L’inscription latine sur cette dalle signifie : "Prêtre ainsi que magistrat, questeur et chef du pagus, Verus, s’étant acquitté de la mission qui lui fut confiée, obtint pour les neuf peuples, la séparation d’avec le peuple gaulois".
Et l'année dernière, sur une commande de la municipalité d'Hasparren, le sculpteur basque en avait reproduit le texte original sur 60 mètres linéaires autour de la nouvelle place des Tilleuls...

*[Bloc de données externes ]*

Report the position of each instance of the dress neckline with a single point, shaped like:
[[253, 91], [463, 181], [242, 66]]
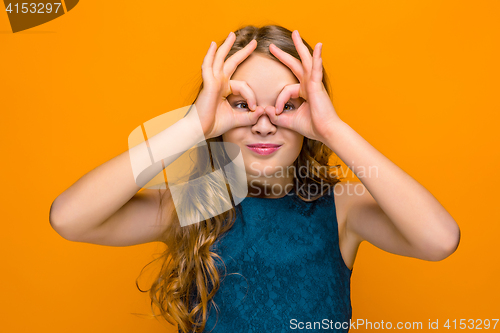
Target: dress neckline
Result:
[[288, 194]]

Pour en revenir à Largenté, son nom fait référence au tilleul argenté, essence d’arbre bien présente à cette époque et encore aujourd’hui dans le parc de l’établissement. C’est ce même tilleul qui figure sur le logo de l’établissement.
En 1920, alors qu’elles étaient exilées depuis quinze ans à Zarautz, et grâce à l’aide financière de familles d’anciennes élèves, une communauté d’Ursulines originaire de Saint-Sever dans les Landes fit l’acquisition de la villa Largenté et du domaine attenant pour y ouvrir alors un pensionnat pour jeunes filles devenu à présent ce grand lycée bayonnais accueillant environ 600 lycéens qui, après une seconde générale et technologique, peuvent se préparer au Baccalauréat Général ou Technologique, avec un taux de réussite au bac de 99% et 73% de mentions !
La mise en place de la pierre à Largenté s'est avérée délicate et difficile : Régis Pochelu avait fait appel à Romain Pébarthe afin de retourner la pierre de la Rhune à l'aide d'un "manitou", de sorte que sa face brute s’offre aux outils du sculpteur : "Un travail de romain, qui rappelle aussi les irréductibles gaulois porteurs de menhirs" !
Quant à l'adjoint à la Culture bayonnais, Yves Ugalde, il a commenté récemment sur son compte Facebook " sa visite à l'artiste : "La pierre de la Rhune n'a aucun secret pour l'artiste. Il la connaît, l'aime et en partage les vibrations les plus secrètes. Et au sens le plus géologique du terme. Celui des sourciers dont il ne se moque jamais. Ils détiennent, selon lui, et à eux seuls, une part de la vérité de notre environnement. Ce bloc, il l'avait repéré il y a quatre ans, au fond de sa carrière fétiche (...) Pour Régis Pochelu, le rapport sensoriel à la pierre ne supporte pas le tutoiement de la caresse qui, elle, se doit de rester de l'ordre du sensuel. Une autre dimension encore du rapport à la pierre. Elle nous est si supérieure, si antérieure aussi.
Pensez ! 250 000 ans...
L'œuvre, percée par le burin, laissera le vent et la lumière donner plus de vie encore aux rotondités et spirales qui, elles, se chargent de son intériorité. En contraste total avec ces mouvements concentriques, une boule de pierre tout à la fois perle et graine. "Ale", en langue basque, me dit Pochelu. Trop heureux que ce mot à double sens parle autant de préciosité que d'éclosion".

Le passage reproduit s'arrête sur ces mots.